Obviously the ugly gym suit didn't work. I married my high school sweetheart,the guy in the centre at the back.

Obviously the ugly gym suit didn’t work. I married my high school sweetheart,the guy in the centre at the back.

Perhaps the fact that everyone’s suit was so huge, regardless of the size we ordered it in, was because it came with a generous excess of fabric built right into it. Maybe it was a ridiculous attempt on the part of school administrators in Ontario to ensure that teenaged girls remained absolutely devoid of feminine allure while exercising. Otherwise the teenaged boys being screamed at in the neighbouring field to “Get those knees up!” or “Give me twenty!” might be driven into hormonal overload at the sight of any of  us kicking a soccer ball around, or running— even at a quarter-mile away. Perhaps that red-faced herd being driven around the cinder track by their masochistic retired army sergeant gym teacher wouldn’t be able to keep their eyes on the prize— a winning track team at WOSSA— the most prestigious of Ontario High School track meets.

If they passed a little too close to the soccer field when the girls were there it could be potentially disastrous otherwise! So it was for the sake of school pride that we girls were subjected to wardrobe humiliation by our mandatory apparel. Sure, the generously elasticized legs could definitely be pushed up if one desired, as indicated by the photo, but in doing so it gave the torso the appearance of a partially deflated weather balloon.

My brother Keith has always been an affectionate and funny guy. We five girls couldn’t have asked for a better brother growing up—he would have defended us or our reputations to the death. Sure, he may have pushed a few buttons in my late childhood years, being only seventeen months younger than I, and struggling through the turmoil of adolescent angst in the wake of my own emotional upheavals, but he loved me and all seven of his siblings too much to be anything but supportive.

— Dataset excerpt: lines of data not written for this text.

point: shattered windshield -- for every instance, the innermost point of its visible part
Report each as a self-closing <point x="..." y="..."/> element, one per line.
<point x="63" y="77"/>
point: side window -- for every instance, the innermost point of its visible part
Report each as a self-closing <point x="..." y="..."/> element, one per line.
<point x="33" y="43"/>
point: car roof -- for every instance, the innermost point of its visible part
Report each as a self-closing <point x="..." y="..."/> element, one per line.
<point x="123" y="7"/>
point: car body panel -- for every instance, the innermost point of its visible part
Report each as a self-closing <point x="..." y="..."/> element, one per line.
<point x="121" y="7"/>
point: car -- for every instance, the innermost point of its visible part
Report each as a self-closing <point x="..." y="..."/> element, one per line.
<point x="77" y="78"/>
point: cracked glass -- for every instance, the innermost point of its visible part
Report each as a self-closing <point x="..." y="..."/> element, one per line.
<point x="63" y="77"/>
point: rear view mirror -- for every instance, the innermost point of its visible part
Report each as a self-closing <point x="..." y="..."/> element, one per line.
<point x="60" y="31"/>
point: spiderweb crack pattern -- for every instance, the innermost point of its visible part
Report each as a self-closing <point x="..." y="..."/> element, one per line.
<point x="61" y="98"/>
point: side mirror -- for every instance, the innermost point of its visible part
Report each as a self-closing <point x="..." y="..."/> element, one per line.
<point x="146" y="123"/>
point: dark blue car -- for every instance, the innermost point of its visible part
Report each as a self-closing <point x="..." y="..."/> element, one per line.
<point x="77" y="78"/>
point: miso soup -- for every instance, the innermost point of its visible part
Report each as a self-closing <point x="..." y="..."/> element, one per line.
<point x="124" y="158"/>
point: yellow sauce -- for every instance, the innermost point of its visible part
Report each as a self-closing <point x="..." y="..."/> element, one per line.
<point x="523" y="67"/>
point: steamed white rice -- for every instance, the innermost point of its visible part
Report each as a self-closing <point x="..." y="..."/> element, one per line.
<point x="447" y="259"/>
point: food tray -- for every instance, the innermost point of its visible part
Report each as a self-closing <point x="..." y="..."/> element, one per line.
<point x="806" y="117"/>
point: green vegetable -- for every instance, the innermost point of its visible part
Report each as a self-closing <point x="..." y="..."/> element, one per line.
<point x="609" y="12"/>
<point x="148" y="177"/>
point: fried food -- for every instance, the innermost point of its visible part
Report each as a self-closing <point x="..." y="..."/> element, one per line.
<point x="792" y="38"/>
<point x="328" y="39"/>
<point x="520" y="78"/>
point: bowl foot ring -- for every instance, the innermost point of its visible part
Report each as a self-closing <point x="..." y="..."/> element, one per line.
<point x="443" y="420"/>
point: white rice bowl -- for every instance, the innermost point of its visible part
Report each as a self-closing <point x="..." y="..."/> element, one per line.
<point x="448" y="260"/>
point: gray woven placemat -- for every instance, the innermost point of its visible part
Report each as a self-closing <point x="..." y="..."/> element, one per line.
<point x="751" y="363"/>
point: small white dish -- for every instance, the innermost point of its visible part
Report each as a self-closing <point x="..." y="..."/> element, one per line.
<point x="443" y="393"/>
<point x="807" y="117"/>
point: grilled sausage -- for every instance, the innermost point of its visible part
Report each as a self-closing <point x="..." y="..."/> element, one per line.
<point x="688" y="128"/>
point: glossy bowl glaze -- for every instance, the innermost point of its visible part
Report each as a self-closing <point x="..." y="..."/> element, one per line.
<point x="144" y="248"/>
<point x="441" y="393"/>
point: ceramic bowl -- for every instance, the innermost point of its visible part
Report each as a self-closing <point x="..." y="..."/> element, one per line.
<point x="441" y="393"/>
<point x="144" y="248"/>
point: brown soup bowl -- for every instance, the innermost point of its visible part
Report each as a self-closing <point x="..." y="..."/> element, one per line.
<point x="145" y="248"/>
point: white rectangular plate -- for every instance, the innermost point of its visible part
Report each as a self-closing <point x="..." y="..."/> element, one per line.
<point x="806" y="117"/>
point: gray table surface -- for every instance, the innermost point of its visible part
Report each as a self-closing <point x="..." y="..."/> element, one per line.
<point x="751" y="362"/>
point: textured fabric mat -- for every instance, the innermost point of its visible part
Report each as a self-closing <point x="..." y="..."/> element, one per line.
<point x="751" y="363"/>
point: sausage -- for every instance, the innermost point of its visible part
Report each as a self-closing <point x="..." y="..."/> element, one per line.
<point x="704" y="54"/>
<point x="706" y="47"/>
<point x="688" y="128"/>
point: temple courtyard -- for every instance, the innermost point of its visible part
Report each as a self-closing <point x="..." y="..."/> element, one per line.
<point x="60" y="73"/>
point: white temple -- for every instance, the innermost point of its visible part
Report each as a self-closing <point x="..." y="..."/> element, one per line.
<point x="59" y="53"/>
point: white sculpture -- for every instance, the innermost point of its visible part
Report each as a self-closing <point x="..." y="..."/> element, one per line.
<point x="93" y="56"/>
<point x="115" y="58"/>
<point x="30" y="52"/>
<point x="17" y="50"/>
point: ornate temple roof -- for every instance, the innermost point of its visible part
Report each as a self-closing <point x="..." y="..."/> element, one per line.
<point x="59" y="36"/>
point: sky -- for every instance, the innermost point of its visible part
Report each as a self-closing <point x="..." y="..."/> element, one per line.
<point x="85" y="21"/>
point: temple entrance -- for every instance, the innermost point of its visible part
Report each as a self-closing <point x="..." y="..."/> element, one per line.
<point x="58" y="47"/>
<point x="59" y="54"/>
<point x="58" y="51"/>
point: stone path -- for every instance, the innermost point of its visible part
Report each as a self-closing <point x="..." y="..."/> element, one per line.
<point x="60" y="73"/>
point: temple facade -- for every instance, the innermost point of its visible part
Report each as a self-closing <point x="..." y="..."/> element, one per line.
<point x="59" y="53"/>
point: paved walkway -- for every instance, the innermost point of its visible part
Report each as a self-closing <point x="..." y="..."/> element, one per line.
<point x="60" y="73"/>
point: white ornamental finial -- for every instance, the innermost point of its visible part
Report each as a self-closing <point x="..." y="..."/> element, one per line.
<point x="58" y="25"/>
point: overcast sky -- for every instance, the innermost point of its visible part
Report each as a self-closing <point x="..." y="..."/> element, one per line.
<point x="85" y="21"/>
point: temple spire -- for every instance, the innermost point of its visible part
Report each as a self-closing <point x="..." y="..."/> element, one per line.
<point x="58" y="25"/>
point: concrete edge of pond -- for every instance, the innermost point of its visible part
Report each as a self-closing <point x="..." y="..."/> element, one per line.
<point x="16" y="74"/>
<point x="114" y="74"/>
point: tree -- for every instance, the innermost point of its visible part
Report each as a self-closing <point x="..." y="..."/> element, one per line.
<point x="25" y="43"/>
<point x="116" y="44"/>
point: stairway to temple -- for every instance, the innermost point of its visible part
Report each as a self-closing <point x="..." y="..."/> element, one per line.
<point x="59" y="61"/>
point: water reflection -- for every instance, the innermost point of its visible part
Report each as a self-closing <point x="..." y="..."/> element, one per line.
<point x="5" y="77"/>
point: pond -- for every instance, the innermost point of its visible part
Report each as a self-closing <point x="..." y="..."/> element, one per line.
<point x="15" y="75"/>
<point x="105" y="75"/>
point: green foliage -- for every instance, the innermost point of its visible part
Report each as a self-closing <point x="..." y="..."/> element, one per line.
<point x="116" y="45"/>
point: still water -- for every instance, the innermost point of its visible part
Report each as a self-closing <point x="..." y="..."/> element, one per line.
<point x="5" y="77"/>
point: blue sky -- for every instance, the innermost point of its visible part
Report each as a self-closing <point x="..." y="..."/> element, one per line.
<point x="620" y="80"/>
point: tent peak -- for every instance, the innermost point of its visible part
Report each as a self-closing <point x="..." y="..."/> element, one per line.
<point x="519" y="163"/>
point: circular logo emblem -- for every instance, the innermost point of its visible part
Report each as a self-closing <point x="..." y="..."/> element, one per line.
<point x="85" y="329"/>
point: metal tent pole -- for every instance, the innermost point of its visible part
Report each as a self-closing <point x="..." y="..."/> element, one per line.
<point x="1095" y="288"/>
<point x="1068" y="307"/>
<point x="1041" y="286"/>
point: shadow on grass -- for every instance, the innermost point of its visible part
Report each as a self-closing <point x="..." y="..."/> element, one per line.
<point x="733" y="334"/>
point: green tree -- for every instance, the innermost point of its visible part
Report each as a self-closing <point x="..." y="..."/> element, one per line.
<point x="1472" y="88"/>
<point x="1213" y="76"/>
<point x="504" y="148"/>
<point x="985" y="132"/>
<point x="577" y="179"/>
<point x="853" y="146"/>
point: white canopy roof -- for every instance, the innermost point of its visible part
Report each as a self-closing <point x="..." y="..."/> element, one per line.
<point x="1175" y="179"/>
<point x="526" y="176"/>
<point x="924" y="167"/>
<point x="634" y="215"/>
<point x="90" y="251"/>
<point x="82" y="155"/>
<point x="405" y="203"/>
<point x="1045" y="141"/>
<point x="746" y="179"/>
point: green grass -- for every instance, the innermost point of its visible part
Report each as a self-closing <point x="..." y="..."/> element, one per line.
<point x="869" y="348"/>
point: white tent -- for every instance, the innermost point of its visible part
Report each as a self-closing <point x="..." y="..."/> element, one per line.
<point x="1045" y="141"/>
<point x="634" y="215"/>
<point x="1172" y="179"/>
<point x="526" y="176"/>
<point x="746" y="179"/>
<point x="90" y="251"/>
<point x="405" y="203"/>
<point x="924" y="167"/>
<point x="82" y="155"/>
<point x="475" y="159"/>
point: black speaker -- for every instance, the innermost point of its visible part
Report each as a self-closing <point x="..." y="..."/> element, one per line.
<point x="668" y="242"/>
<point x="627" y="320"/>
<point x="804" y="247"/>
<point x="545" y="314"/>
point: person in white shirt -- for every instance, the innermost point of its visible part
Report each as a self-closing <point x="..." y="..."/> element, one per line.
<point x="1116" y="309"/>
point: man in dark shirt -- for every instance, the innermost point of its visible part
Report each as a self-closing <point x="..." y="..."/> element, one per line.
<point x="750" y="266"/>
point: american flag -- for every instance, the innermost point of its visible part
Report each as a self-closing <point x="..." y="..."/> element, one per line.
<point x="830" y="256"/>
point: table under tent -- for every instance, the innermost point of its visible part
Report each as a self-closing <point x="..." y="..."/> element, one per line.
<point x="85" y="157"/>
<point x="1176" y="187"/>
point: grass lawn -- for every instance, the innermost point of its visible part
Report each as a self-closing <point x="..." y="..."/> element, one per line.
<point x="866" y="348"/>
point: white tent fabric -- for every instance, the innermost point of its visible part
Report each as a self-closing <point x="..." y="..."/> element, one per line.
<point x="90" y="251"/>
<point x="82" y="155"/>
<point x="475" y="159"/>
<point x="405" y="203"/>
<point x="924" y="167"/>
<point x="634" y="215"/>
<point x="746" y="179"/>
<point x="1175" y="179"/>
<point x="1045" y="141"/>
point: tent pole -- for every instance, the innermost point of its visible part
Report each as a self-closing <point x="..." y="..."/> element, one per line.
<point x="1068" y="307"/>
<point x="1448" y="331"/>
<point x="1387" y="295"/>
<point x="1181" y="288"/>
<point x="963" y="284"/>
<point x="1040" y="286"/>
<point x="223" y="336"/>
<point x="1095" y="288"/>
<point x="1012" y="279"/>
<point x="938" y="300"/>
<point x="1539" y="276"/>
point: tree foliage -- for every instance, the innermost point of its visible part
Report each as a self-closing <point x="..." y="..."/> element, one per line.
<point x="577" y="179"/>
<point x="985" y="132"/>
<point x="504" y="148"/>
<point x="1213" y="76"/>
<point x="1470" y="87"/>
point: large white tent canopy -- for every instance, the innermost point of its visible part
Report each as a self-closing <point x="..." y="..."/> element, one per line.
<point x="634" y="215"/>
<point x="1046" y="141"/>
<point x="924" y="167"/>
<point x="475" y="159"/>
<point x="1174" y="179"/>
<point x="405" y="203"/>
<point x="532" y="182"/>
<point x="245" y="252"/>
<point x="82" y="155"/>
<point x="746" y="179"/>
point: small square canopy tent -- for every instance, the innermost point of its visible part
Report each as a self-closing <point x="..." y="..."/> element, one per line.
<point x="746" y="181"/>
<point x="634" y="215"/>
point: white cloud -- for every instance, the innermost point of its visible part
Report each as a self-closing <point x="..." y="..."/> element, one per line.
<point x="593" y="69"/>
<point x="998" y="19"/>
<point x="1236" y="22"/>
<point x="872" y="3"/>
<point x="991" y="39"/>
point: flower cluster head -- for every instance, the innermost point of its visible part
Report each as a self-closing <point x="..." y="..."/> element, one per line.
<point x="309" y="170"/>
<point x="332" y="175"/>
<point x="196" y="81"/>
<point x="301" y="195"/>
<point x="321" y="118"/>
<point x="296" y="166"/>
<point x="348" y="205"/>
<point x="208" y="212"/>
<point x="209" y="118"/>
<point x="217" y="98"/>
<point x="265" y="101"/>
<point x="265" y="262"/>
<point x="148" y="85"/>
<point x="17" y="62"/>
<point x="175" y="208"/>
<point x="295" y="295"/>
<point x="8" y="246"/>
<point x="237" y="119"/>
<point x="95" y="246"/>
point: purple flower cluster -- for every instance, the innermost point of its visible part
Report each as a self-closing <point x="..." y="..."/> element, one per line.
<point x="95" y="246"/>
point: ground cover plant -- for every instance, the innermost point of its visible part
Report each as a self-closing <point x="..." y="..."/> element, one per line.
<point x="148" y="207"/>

In the picture, taken beside our family’s greenhouse, we appear to be enjoying the closeness and some sort of shared joke. Perhaps it was something he said. He is likely the only person who could have told me at the time that I looked like crap, and still left me smiling. That’s the way it is with this brother of mine. I probably sat right along side of him while he played in the sand box with a stinky pants-full more than a few times and so really, what could he tell me about myself that’s got one over on that? We’ll always be “even” Keith.